Scottish Labour welcomes the finding of the follow-up report into early learning and childcare, as we welcomed the initial report in 2018. Both reports show the scale of the expansion of funded ELC and the challenges to be faced then and now. We thank the Conservatives for using their debating time to discuss the Audit Scotland report and the overall expansion, once again. We will support the motion this evening and we ask for support for our amendment, which seeks to raise a crucial issue surrounding payment of the living wage.
The Audit Scotland report highlighted a range of risks and issues with the expansion, on which the Tory motion reflects. However, we believe that it is vital to close what we see as a loophole, which Audit Scotland highlighted.

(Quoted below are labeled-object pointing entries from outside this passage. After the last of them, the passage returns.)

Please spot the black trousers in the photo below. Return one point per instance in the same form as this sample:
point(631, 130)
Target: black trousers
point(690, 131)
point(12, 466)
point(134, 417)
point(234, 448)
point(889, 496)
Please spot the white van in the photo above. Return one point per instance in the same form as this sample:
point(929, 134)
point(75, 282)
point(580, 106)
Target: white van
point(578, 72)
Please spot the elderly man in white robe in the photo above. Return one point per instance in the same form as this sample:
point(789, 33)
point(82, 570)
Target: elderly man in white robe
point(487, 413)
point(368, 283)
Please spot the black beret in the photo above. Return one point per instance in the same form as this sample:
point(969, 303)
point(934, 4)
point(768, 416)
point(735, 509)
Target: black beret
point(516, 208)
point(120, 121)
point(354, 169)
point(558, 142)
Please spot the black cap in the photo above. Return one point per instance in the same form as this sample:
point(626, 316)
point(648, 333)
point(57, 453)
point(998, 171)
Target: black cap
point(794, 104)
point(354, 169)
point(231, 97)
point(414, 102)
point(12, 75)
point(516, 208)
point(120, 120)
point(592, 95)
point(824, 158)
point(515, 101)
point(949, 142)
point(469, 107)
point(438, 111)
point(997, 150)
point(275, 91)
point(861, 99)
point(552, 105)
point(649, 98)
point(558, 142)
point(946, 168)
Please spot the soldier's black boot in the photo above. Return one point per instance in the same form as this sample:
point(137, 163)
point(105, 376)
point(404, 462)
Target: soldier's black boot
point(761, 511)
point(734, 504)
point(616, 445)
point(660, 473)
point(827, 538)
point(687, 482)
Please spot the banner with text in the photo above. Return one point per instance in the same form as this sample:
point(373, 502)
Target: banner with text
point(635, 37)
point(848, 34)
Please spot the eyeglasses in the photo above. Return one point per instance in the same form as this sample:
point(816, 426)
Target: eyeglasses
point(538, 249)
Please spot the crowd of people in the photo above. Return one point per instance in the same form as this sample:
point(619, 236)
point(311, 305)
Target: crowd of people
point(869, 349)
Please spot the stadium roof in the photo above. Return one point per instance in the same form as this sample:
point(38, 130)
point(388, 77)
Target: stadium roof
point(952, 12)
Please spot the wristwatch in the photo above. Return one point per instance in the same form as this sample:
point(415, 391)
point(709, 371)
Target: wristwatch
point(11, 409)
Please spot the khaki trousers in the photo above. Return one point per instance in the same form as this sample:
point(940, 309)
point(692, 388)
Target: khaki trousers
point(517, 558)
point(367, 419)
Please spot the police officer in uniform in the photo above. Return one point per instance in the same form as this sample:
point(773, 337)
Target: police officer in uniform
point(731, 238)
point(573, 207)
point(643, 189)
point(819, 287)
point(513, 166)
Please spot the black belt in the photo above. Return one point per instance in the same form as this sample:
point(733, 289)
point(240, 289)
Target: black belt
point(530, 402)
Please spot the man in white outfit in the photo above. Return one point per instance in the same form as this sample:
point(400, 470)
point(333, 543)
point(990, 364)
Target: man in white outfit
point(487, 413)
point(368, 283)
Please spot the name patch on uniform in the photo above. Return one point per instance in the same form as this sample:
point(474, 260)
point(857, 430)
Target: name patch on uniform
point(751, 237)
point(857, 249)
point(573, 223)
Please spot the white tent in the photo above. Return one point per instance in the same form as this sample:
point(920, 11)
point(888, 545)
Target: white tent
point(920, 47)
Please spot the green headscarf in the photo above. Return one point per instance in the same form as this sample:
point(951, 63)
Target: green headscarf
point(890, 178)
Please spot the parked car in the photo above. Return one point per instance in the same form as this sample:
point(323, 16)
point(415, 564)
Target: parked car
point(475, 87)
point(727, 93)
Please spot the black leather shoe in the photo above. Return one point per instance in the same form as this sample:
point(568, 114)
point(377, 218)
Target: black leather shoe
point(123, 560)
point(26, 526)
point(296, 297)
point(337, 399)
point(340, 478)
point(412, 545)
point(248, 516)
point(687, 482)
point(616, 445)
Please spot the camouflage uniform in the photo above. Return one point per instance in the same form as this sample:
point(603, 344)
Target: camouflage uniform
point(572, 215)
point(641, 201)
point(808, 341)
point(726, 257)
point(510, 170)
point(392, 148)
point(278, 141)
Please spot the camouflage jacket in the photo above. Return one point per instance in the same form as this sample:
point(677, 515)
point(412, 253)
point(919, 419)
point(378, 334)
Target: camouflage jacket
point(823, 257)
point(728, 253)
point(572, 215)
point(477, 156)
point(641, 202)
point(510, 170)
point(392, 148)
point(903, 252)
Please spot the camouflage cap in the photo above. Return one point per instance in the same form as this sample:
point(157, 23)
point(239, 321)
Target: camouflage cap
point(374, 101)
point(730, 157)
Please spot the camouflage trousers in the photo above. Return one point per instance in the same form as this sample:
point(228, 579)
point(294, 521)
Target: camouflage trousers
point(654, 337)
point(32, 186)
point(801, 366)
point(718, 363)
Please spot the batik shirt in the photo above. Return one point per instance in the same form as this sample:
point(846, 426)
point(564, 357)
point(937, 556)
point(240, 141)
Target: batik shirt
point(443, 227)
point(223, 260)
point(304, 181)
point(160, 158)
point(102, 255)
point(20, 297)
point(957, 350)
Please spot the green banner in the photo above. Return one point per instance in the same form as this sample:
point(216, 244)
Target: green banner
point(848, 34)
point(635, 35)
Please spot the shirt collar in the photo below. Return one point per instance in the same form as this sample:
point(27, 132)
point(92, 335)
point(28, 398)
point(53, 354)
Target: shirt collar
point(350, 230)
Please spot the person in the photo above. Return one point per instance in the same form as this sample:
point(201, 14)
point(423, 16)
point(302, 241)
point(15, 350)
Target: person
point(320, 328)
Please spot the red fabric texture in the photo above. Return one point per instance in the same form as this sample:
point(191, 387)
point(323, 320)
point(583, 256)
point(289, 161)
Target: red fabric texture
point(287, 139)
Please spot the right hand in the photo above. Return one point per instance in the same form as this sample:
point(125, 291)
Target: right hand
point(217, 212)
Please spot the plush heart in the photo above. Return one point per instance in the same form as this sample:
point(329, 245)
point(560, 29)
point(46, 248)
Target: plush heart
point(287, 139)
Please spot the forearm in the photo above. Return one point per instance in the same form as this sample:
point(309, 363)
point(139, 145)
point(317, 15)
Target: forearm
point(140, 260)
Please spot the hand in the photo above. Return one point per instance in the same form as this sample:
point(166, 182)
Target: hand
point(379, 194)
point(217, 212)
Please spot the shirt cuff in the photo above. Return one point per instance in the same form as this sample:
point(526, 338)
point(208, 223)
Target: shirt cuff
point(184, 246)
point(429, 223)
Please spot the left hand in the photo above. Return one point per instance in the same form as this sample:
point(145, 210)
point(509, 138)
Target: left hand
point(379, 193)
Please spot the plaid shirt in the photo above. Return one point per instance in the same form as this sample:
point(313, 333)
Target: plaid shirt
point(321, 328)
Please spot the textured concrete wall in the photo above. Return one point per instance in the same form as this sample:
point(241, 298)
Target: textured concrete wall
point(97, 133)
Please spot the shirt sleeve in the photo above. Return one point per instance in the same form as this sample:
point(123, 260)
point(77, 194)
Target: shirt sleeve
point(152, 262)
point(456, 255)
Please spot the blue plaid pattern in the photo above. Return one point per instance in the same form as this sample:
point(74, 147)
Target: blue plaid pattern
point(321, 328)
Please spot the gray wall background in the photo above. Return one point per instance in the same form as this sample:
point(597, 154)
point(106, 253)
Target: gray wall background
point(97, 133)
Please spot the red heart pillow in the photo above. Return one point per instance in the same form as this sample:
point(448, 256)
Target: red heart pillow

Legal advice shows that private providers may not have to pay their staff the living wage. We want the Scottish Government to acknowledge that loophole and set out how it plans to address it in the coming months.
The Audit Scotland report includes a range of recommendations based on its findings. We hope that the Scottish Government and councils act on the recommendations to minimise consequences that put the expansion at risk. The most significant challenges to the expansion are recruitment of staff and building of infrastructure projects. With only a matter of months until the August 2020 deadline, it is disappointing that those problems continue to be raised, which shows that the initial policy—welcome as it was—was hastily thrown together by ministers and introduced without any real action plans behind it.
In the next four to five months, the number of additional staff that will be required in council settings is estimated to be more than 2,200, which is about 27 per cent of the number of full-time equivalent staff required for the whole expansion. That is a major challenge for councils, but it is not the only recruitment challenge. Partner providers have reported a series of problems with recruitment and retention; councils expect them to play a larger role in the expansion, which means that those challenges have become more problematic.
In the West Scotland region, I have heard anecdotal evidence that some private nursery staff are leaving for council-run nurseries, and that is not restricted to my region. The Audit Scotland report points out the worries of funded providers, which they and other organisations have reported many times in the past few years.